« La Belgique va connaître beaucoup plus de pluies extrêmes et de périodes caniculaires »

Jean-Pascal van Ypersele, ex-vice-président du GIEC et professeur de climatologie à l’UC Louvain, était l'invité d'Il faut qu'on parle sur DH radio ce jeudi matin.

Jean-Pascal van Ypersel @BelgaImage

« Je n’ai jamais vécu des pluies avec une telle intensité et une telle force. » Rapidement Jean-Pascal van Ypersele, ex-vice-président du GIEC et professeur de climatologie à l’UC Louvain, a planté le décor dans notre émission « Il faut qu’on parle ».

Depuis mardi, des torrents d’eau s’abattent en Belgique et plus particulièrement en Wallonie. Ce qui crée de gros problèmes pour la population avec des inondations impressionnantes.

Comment expliquer une telle déferlante? Pour l’invité de DH Radio, le réchauffement climatique y joue un rôle important. « En 1990, le premier rapport du GIEC ne disait pas moins que ceci: selon des prévisions météorologiques, l’effet de serre accentuera les deux extrêmes hydrologiques. C’est-à-dire qu’il y aura plus d’épisodes de pluies extrêmement abondantes et plus de sécheresses prolongées. »

Dans certaines provinces comme celles de Liège, de Namur ou du Luxembourg, les dégâts sont très importants. Pour le professeur de l’UCLouvain, certaines approches peuvent être utilisées pour éviter de telles catastrophes. Selon lui, il faut travailler sur deux plans. »D’un côté la prévention et l’adaptation. Ce qui signifie qu’il faut revoir les infrastructures comme les réseaux d’égouts. Il faut également revoir comment les rivières sont gérées. Car nous avons bétonné beaucoup trop de rives. Les lits des rivières sont bien trop imperméables et cela rend l’écoulement de l’eau beaucoup plus rapide. L’autre volet c’est le plan européen pour combattre l’échappement des gaz à effet de serre.

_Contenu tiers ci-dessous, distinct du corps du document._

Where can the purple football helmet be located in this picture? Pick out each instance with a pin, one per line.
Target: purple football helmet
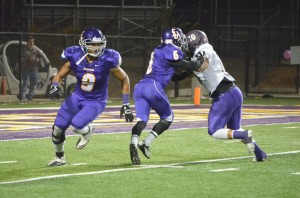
(196, 38)
(93, 42)
(174, 36)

Il faut combattre drastiquement ce phénomène qui accélère fortement la production de ce type de cas. »

Justement, ce mercredi, l’Europe a sorti son plan vert afin de diminuer les émissions de CO2. Si on ne respecte pas ces accords, à quoi ressemblera la Belgique en 2050. « Notre pays va connaître beaucoup plus de pluies extrêmes et de périodes caniculaires. Ces périodes seront toujours plus intenses et plus fortes. Si on continue à laisser le climat se détraquer, cela va s’intensifier dans les années à venir. »

Dans ce pacte énergétique, l’Europe prévoit de ne plus disposer de véhicules thermiques à l’horizon 2035. Tout comme la taxation du kérosène pour le voyage. Les plus démunis ne seront-ils pas les plus affectés? « Effectivement, il faut éviter une réaction comme les Gillets jaunes. Mais dans ce pacte écologique, l’Europe propose d’utiliser un quart des revenus carbone pour aider les plus vulnérables dans cette transition. »

S’il se dit positif par rapport au package européen, Jean-Pascal van Ypersele n’est pas forcément optimiste. « Selon moi, même si on avance, ce pacte n’est pas suffisant. Une diminution de 55% d’émissions de carbones d’ici 2030, c’est une prévision à minima. Mais cela ne me semble pas assez avec l’horizon 0% en 2050 » a-t-il conclu.